Un par de minutos más tarde, ella aparece con una considerable pila de ropa y un par de cajas de calzado en brazos. La señorita Wade, claramente incómoda, parece estar haciendo todo lo posible por convencer a su asesora de que no necesita todo eso.
—Como usted lo dijo, los zapatos negros combinan con todo —intenta negociar con una risa nerviosa—. Solo necesito una falda y dos blusas, no hay que exagerar…
La encargada, imperturbable, coloca cuidadosamente las prendas sobre el mostrador, preparándose para escanear cada una con calma. Mi terca secretaria, por su parte, echa una rápida mirada a las etiquetas de precio, como si cada cifra la golpeara un poco más fuerte. Puedo ver cómo respira hondo, intentando mantener la compostura mientras el estrés la va consumiendo.

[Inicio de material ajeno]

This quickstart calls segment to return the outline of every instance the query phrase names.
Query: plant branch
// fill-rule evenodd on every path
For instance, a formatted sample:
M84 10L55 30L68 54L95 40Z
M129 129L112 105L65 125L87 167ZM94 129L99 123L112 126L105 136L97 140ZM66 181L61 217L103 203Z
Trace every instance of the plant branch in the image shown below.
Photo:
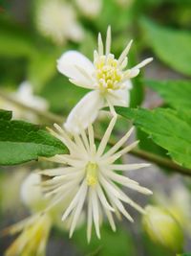
M46 120L48 120L52 124L57 123L60 125L60 124L63 124L63 122L64 122L64 118L62 118L59 115L53 114L49 111L41 111L41 110L36 109L35 107L28 106L28 105L20 103L18 100L13 99L11 96L7 95L6 93L4 93L2 91L0 91L0 97L4 98L5 100L22 107L22 108L26 108L30 111L34 112L37 116L45 118ZM96 139L100 140L101 137L96 136ZM114 146L115 142L110 141L109 144L111 146ZM134 149L129 153L133 154L135 156L138 156L141 159L144 159L144 160L147 160L149 162L159 165L161 167L173 170L173 171L175 171L180 175L191 176L191 170L190 169L187 169L187 168L184 168L180 165L178 165L175 162L173 162L172 160L167 159L165 157L162 157L162 156L159 156L159 155L157 155L155 153L151 153L151 152L148 152L148 151L145 151L142 150L138 150L138 149Z

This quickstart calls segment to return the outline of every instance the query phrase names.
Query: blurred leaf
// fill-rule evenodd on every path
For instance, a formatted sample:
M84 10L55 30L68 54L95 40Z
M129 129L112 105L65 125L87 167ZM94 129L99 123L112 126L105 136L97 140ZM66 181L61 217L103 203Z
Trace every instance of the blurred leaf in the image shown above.
M11 120L11 111L7 111L7 110L3 110L0 109L0 120Z
M102 3L102 12L96 19L98 31L105 35L108 25L112 26L114 32L127 29L128 25L131 24L133 17L131 7L122 8L116 0L104 0Z
M85 38L82 41L79 52L93 60L94 57L94 50L97 48L96 38L94 37L93 34L90 32L86 33Z
M141 239L145 248L145 255L172 256L172 252L157 244L154 244L144 232L141 233Z
M15 24L0 19L0 56L31 57L35 53L31 35Z
M86 241L86 227L80 228L74 235L77 247L86 256L134 256L135 246L131 235L121 226L116 232L107 224L101 227L101 240L94 234L90 244Z
M10 112L0 112L0 165L66 152L65 146L39 126L9 118Z
M68 114L86 92L88 90L75 86L63 75L58 74L46 84L41 96L50 103L53 111L64 111Z
M137 79L133 81L133 88L130 91L130 106L137 107L141 105L144 98L144 88L142 83Z
M164 28L140 19L147 44L157 57L175 70L191 75L191 33Z
M36 92L40 92L46 82L55 74L56 59L56 53L47 53L42 50L32 57L29 63L28 80L34 86Z
M191 109L190 81L147 81L146 84L174 108Z
M167 150L175 162L191 168L191 127L185 118L181 117L180 112L170 108L116 109L118 114L133 119L135 126L149 134L155 143Z

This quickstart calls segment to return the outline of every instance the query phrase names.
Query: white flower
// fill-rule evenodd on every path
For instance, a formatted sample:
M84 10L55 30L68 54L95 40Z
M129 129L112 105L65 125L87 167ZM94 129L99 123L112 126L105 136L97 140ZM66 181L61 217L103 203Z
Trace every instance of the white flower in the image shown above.
M102 0L75 0L81 12L90 18L96 17L102 8Z
M116 164L115 162L131 149L137 146L138 141L119 150L132 133L129 130L115 146L106 151L106 146L117 117L114 117L102 137L99 146L96 147L94 129L92 125L88 127L88 136L81 128L80 134L75 134L74 139L57 125L54 128L57 132L51 130L52 134L60 139L69 149L69 154L58 154L49 161L63 164L62 167L53 170L44 170L41 174L50 175L52 179L43 183L46 196L51 197L50 208L59 203L60 200L72 198L64 211L62 220L71 218L70 237L73 235L83 206L87 205L87 238L91 239L92 225L100 238L99 224L103 214L108 218L113 230L116 230L113 214L124 215L130 221L132 217L125 210L126 202L138 211L143 213L143 209L134 202L117 185L123 185L139 193L150 195L152 192L141 187L138 182L117 174L116 171L137 170L148 166L148 164Z
M36 25L39 32L57 44L64 44L68 39L78 42L84 37L74 9L61 0L42 2L37 10Z
M132 41L126 46L118 59L110 53L111 28L108 28L105 51L101 35L98 35L98 51L95 51L94 63L76 51L69 51L57 60L60 73L69 77L71 82L77 86L91 89L73 108L65 123L71 133L79 132L79 125L84 128L96 118L100 108L110 106L115 114L114 105L129 105L129 90L132 87L130 79L138 76L139 69L149 63L152 58L146 58L131 69L125 69L128 63L127 55Z

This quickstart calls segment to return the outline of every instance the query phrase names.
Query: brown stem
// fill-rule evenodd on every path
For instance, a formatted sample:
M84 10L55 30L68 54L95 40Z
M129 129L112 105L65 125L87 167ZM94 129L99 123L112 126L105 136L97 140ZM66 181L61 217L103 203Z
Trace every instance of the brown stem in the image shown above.
M9 102L11 102L12 104L19 105L20 107L23 107L23 108L26 108L30 111L34 112L39 117L43 117L43 118L47 119L48 121L50 121L51 123L62 124L64 122L64 118L62 118L59 115L53 114L49 111L41 111L41 110L38 110L34 107L25 105L24 104L18 102L17 100L13 99L11 96L7 95L6 93L4 93L2 91L0 91L0 97L6 99ZM96 136L96 139L100 140L101 138ZM111 146L113 146L115 143L110 141L109 144ZM178 165L175 162L173 162L172 160L164 158L164 157L159 156L159 155L157 155L155 153L151 153L151 152L148 152L148 151L145 151L142 150L138 150L138 149L134 149L129 153L131 153L135 156L138 156L141 159L147 160L149 162L158 164L161 167L173 170L174 172L177 172L180 175L191 176L191 170L190 169L187 169L187 168L184 168L180 165Z

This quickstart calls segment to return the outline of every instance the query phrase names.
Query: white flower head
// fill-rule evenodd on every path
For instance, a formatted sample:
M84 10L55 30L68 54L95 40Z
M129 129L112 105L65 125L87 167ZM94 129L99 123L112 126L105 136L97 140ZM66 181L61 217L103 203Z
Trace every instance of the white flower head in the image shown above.
M153 59L146 58L133 68L126 69L131 45L132 41L117 59L111 54L111 28L108 27L105 50L101 35L98 35L98 50L94 53L94 63L76 51L66 52L57 60L58 71L69 77L71 82L93 90L69 114L64 125L68 131L79 132L80 125L86 128L104 106L109 106L111 112L116 114L114 105L129 105L129 90L132 88L130 79L138 76L139 69Z
M96 17L101 12L102 0L75 0L75 3L81 12L89 18Z
M106 151L116 121L117 117L111 120L97 149L92 125L88 127L88 134L81 128L80 134L75 134L73 139L57 125L54 125L57 132L51 130L53 135L67 146L69 154L58 154L46 158L49 161L63 164L63 166L42 171L41 174L52 177L47 182L45 181L43 186L46 196L52 198L50 208L72 197L62 216L63 221L71 218L70 237L75 229L83 208L87 213L88 241L91 239L93 222L96 235L100 238L99 225L103 215L108 218L113 230L116 230L113 214L117 216L122 214L130 221L133 221L132 217L125 210L123 202L130 204L141 213L144 212L139 205L122 192L117 183L145 195L152 194L150 190L141 187L138 182L117 174L117 171L137 170L147 167L148 164L115 163L138 144L137 141L120 150L131 135L133 130L131 128L115 146Z
M56 44L64 44L68 39L78 42L84 37L74 9L62 0L42 2L37 10L36 25L39 32Z

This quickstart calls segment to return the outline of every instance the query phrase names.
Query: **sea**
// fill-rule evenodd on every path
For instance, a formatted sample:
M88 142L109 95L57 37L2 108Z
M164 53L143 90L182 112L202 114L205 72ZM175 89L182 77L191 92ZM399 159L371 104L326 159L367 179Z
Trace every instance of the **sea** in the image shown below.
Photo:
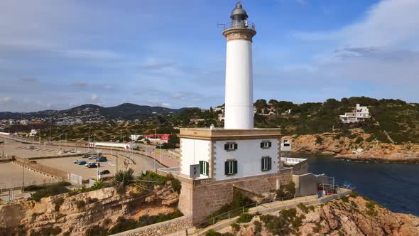
M332 156L284 154L308 159L309 172L334 176L388 210L419 216L419 165L338 161Z

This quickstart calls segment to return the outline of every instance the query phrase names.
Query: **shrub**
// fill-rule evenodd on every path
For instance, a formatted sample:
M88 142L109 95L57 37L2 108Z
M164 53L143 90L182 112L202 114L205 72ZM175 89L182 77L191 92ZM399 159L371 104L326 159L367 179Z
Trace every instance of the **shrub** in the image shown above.
M60 210L60 207L61 206L61 205L62 205L63 203L64 198L57 198L53 200L53 203L55 205L54 209L55 210L55 211Z
M68 189L63 186L54 184L45 188L39 189L31 195L31 198L39 201L41 198L67 193Z
M119 217L116 220L116 224L109 230L109 234L116 234L118 232L135 229L139 227L143 227L149 225L156 224L159 222L170 220L183 215L183 214L182 214L182 213L179 211L179 210L175 210L174 212L170 213L168 214L158 214L158 215L145 215L141 216L138 218L138 221L132 219L125 219L123 217Z
M323 138L320 136L316 137L316 144L322 144L323 143Z
M86 203L82 200L77 200L75 203L77 209L80 209L86 205Z
M221 215L222 213L226 213L230 210L235 210L235 209L239 208L240 207L249 205L253 203L254 203L254 201L252 200L251 200L250 198L249 198L246 195L243 195L243 193L241 193L240 191L234 189L233 191L233 200L230 203L222 205L219 209L214 211L210 215L208 215L208 217L207 217L207 219L212 218L214 216ZM247 209L248 208L245 208L245 210L247 210ZM232 214L233 215L230 214L230 217L234 217L234 216L238 215L238 214L234 215L234 213L232 213ZM227 215L226 215L226 218L227 218Z
M355 144L361 144L363 141L364 141L364 138L362 138L362 137L358 137L355 140Z
M354 198L357 198L359 195L359 194L355 191L352 191L351 193L349 193L349 197Z
M131 168L127 171L118 171L114 176L114 181L117 183L121 183L124 186L129 185L134 178L134 171Z
M262 223L259 221L256 220L254 224L255 225L255 232L257 234L262 231Z
M38 231L33 231L31 233L31 236L58 235L61 231L61 228L59 227L49 227L39 230Z
M236 224L236 223L232 223L232 224L231 224L231 225L230 225L230 226L231 226L231 227L233 227L233 229L234 229L234 230L235 230L236 232L238 232L238 231L239 231L239 230L240 230L240 225L238 225L238 224Z
M348 196L342 196L340 197L340 200L342 200L342 201L344 203L349 202L349 198Z
M244 222L250 222L251 220L251 219L253 218L254 215L252 214L249 214L249 213L241 213L240 214L240 217L239 217L239 219L237 219L237 222L238 223L244 223Z
M87 198L86 198L86 204L90 204L90 203L96 203L99 200L99 199L94 198L92 198L90 197L88 197Z
M281 186L278 190L276 191L276 199L292 199L295 195L295 184L291 182L287 185Z
M137 222L132 219L125 219L120 216L118 218L117 222L112 227L108 233L113 235L121 232L130 230L138 227Z

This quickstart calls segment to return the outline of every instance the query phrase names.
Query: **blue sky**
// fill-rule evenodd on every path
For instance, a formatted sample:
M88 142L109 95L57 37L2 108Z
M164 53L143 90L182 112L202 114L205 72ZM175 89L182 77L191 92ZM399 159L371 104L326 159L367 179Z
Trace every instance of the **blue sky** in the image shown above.
M419 1L241 1L254 100L419 102ZM235 1L0 1L0 111L224 102Z

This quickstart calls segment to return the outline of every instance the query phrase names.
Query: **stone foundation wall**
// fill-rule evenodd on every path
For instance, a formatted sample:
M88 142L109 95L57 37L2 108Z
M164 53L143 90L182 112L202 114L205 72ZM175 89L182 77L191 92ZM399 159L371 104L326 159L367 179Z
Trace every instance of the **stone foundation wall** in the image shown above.
M232 201L234 186L263 194L276 189L281 185L288 184L292 180L292 173L289 172L214 181L197 186L192 186L190 182L183 181L178 208L185 215L192 215L194 223L199 223Z
M183 216L173 220L161 222L129 231L125 231L113 236L160 236L186 230L192 225L190 217Z

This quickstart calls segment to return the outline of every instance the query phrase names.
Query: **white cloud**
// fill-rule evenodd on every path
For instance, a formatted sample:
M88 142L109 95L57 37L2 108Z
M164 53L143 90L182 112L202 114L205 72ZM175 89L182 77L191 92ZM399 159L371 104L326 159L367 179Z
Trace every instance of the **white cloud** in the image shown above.
M332 41L341 47L397 47L419 49L418 0L383 0L373 6L363 20L330 32L296 32L308 41Z
M10 97L0 97L0 104L9 103L13 102L13 100Z
M170 107L170 104L168 102L163 102L161 106L163 107Z
M94 94L92 94L92 96L90 96L90 100L91 100L92 102L97 102L97 99L98 99L98 98L97 98L97 94L95 94L95 93L94 93Z

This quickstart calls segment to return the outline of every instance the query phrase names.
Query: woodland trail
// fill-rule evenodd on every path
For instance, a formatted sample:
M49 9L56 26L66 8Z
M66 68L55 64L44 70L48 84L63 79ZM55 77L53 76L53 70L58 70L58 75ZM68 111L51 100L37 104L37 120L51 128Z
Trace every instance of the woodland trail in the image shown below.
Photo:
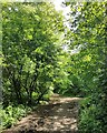
M77 133L80 98L55 94L49 104L39 105L14 127L2 133Z

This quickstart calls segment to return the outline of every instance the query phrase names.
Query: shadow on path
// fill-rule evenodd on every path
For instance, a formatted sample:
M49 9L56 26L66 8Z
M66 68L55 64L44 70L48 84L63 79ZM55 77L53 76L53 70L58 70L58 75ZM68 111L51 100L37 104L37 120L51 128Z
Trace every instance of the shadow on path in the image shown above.
M77 133L79 98L51 96L14 127L2 133Z

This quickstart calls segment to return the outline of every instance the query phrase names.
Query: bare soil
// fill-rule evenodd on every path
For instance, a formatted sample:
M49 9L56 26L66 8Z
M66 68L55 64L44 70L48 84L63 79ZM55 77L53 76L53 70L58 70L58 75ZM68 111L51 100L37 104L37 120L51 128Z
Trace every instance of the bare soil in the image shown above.
M50 102L19 121L2 133L77 133L80 98L64 98L55 94Z

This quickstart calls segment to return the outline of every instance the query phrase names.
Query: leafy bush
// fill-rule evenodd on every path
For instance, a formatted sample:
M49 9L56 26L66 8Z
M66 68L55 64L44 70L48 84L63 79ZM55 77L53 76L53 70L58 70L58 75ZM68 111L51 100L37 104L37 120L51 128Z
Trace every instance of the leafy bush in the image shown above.
M0 109L0 129L11 127L18 122L18 120L26 116L30 110L31 109L25 108L23 105L19 105L17 108L9 105L6 109Z

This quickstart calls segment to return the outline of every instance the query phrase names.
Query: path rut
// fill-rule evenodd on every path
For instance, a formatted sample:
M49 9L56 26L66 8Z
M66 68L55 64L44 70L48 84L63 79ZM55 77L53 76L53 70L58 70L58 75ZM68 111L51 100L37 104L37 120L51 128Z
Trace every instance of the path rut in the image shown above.
M77 133L80 98L64 98L55 94L49 104L39 105L14 127L2 133Z

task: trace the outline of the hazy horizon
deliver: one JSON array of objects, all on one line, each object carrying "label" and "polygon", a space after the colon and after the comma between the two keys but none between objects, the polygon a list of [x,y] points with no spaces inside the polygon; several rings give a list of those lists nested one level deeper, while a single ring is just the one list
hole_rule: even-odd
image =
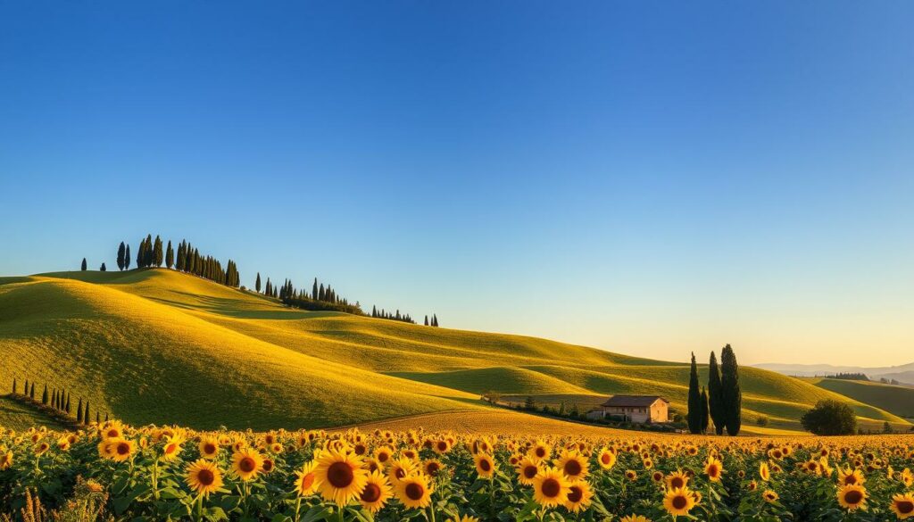
[{"label": "hazy horizon", "polygon": [[0,276],[152,233],[445,327],[914,361],[914,5],[0,5]]}]

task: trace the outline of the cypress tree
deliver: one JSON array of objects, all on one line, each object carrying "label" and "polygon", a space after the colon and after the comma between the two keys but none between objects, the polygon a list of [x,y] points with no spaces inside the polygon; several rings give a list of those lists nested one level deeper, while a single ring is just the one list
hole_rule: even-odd
[{"label": "cypress tree", "polygon": [[162,266],[165,256],[162,254],[162,238],[155,236],[155,246],[153,247],[153,264]]},{"label": "cypress tree", "polygon": [[701,432],[707,433],[707,427],[711,424],[711,420],[707,416],[707,390],[705,387],[701,387]]},{"label": "cypress tree", "polygon": [[742,425],[742,391],[739,389],[739,368],[729,345],[720,351],[720,389],[727,434],[735,437]]},{"label": "cypress tree", "polygon": [[118,270],[123,270],[123,258],[124,258],[124,256],[127,253],[126,250],[127,250],[127,249],[124,246],[123,241],[121,241],[121,246],[119,246],[117,248],[117,269]]},{"label": "cypress tree", "polygon": [[701,432],[701,391],[698,389],[698,363],[692,352],[692,370],[688,379],[688,412],[686,414],[690,433]]},{"label": "cypress tree", "polygon": [[723,390],[720,388],[720,370],[717,369],[717,357],[711,352],[711,362],[708,364],[707,376],[707,409],[714,421],[714,431],[724,434],[726,413],[724,411]]}]

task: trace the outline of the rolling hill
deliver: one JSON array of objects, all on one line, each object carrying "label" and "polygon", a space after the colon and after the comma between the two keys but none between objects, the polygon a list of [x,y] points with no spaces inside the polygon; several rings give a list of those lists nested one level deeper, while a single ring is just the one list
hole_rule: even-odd
[{"label": "rolling hill", "polygon": [[[483,414],[486,391],[554,401],[660,394],[685,410],[684,364],[291,309],[165,269],[0,278],[0,382],[63,387],[132,423],[294,429]],[[751,368],[740,378],[748,429],[760,415],[798,429],[802,412],[828,398],[851,402],[865,422],[909,426],[810,382]]]}]

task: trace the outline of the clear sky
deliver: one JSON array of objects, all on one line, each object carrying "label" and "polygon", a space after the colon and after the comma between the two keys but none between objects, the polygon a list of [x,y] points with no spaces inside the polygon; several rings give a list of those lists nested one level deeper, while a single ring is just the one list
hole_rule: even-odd
[{"label": "clear sky", "polygon": [[[186,238],[441,325],[914,360],[914,3],[4,2],[0,274]],[[705,357],[705,356],[702,356]]]}]

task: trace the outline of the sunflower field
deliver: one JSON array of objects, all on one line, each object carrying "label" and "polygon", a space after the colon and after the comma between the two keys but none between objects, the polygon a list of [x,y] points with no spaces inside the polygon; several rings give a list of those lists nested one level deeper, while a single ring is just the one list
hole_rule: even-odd
[{"label": "sunflower field", "polygon": [[0,431],[0,520],[904,520],[914,438]]}]

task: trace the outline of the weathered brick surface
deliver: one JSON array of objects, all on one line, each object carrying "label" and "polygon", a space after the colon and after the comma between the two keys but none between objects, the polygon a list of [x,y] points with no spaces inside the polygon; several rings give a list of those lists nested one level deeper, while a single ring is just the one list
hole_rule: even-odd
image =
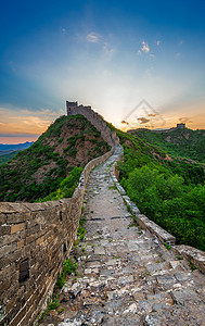
[{"label": "weathered brick surface", "polygon": [[[0,203],[0,305],[4,312],[0,325],[33,325],[76,237],[89,173],[113,151],[86,165],[71,199]],[[21,273],[29,277],[22,281]]]}]

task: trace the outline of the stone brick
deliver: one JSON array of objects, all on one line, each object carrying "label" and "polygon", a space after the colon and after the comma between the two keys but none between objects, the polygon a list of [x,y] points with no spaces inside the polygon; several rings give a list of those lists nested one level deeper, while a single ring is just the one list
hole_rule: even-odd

Desde mi lugar en el sofá, me recuesto un poco y niego con la cabeza. La señorita Wade me mira, claramente avergonzada, y en voz baja dice:
—Cuando me depositen el dinero, se lo pagaré.
Suelto un suspiro y me pongo de pie. Camino hacia Penélope, que me espera con calma al lado del mostrador. Sin decir una palabra, saco mi tarjeta de crédito y se la entrego. Ella asiente en silencio y, sin perder tiempo, comienza a registrar la compra.
—No te estoy pidiendo que me lo pagues —respondo.
—Lo sé… —dice, junto con un suspiro—. Pero aquí hay al menos tres mil dólares en ropa, es demasiado.
—Quizás lo sea para usted, pero para mí no, así que deje de preocuparse por lo que hago con mi dinero. Por algo es mío, ¿no cree? —digo con tono firme.
Ella me lanza una mirada de resignación, y se queda en silencio mientras Penélope pasa una a una las prendas por la caja, sin apuro.
Cuando finalmente salimos de la tienda, ambos cargados con varias bolsas, la señorita Wade me sigue en silencio, caminando un par de pasos detrás de mí. No puedo evitar notar lo incómoda que parece, aunque trata de disimularlo.
Es tan obvio que incluso yo puedo verlo.